160 * 159 / factorial(2)
## [1] 12720
choose(n = 160, k = 2)
## [1] 12720
160 * 159 * 158 / factorial(3)
## [1] 669920
choose(n = 160, k = 3)
## [1] 669920
choose(n = 160, k = 4)
## [1] 26294360
mad
## function (x, center = median(x), constant = 1.4826, na.rm = FALSE,
## low = FALSE, high = FALSE)
## {
## if (na.rm)
## x <- x[!is.na(x)]
## n <- length(x)
## constant * if ((low || high) && n%%2 == 0) {
## if (low && high)
## stop("'low' and 'high' cannot be both TRUE")

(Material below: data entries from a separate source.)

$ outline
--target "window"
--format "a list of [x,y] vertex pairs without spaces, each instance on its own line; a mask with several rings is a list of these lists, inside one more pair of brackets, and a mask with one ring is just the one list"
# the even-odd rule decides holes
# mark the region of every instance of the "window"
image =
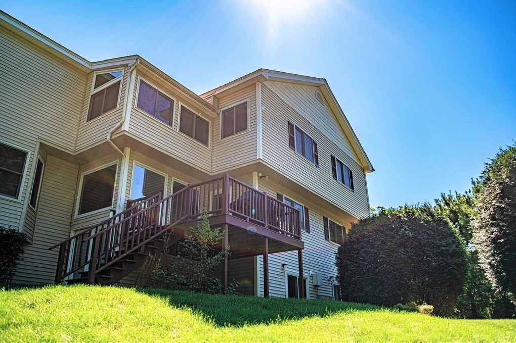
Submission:
[[351,170],[333,156],[331,157],[331,167],[333,178],[354,192],[353,172]]
[[247,130],[247,101],[222,111],[221,138]]
[[[299,278],[293,275],[287,276],[287,290],[288,298],[299,298]],[[303,278],[303,287],[304,287],[304,298],[307,298],[307,279]]]
[[333,220],[324,217],[324,235],[326,241],[342,244],[346,238],[346,229]]
[[121,71],[116,71],[94,74],[88,121],[118,107],[122,74]]
[[333,284],[333,299],[339,301],[342,301],[342,296],[341,295],[341,286]]
[[317,144],[304,131],[290,122],[288,122],[288,144],[291,149],[319,166]]
[[209,122],[181,105],[179,131],[208,146]]
[[84,175],[78,214],[113,205],[117,165]]
[[18,199],[27,152],[0,143],[0,194]]
[[301,229],[304,231],[304,207],[286,197],[285,197],[283,202],[299,211],[299,216],[301,218]]
[[34,180],[33,181],[33,189],[30,192],[30,200],[29,204],[36,209],[39,198],[39,190],[41,187],[41,180],[43,179],[43,162],[39,158],[34,173]]
[[140,80],[136,107],[167,125],[172,126],[174,100],[143,80]]
[[165,177],[135,163],[131,198],[148,198],[165,190]]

## n2 <- n%/%2 + as.integer(high)
## sort(abs(x - center), partial = n2)[n2]
## }
## else median(abs(x - center))
## }
## <bytecode: 0x1121884f0>
## <environment: namespace:stats>
sd
## function (x, na.rm = FALSE)
## sqrt(var(if (is.vector(x) || is.factor(x)) x else as.double(x),
## na.rm = na.rm))
## <bytecode: 0x13432bf20>
## <environment: namespace:stats>
ggplot
# library
library(ggplot2)
## Warning: package 'ggplot2' was built under R version 4.2.3
library(dplyr)
## Warning: package 'dplyr' was built under R version 4.2.3
##
## Attaching package: 'dplyr'
## The following objects are masked from 'package:stats':
##
## filter, lag
## The following objects are masked from 'package:base':
##
## intersect, setdiff, setequal, union
library(hrbrthemes)
## Warning: package 'hrbrthemes' was built under R version 4.2.3
# Build dataset with different distributions
data <- data.frame(
type = c( rep("variable 1", 1000), rep("variable 2", 1000) ),
value = c( rnorm(1000), rnorm(1000, mean=4) )
)
# Represent it
p <- data %>%
ggplot( aes(x=value, fill=type)) +
geom_histogram( color="#e9ecef", alpha=0.6, position = 'identity') +
scale_fill_manual(values=c("#69b3a2", "#404080")) +
theme_ipsum() +
labs(fill="")
p
## `stat_bin()` using `bins = 30`. Pick better value with `binwidth`.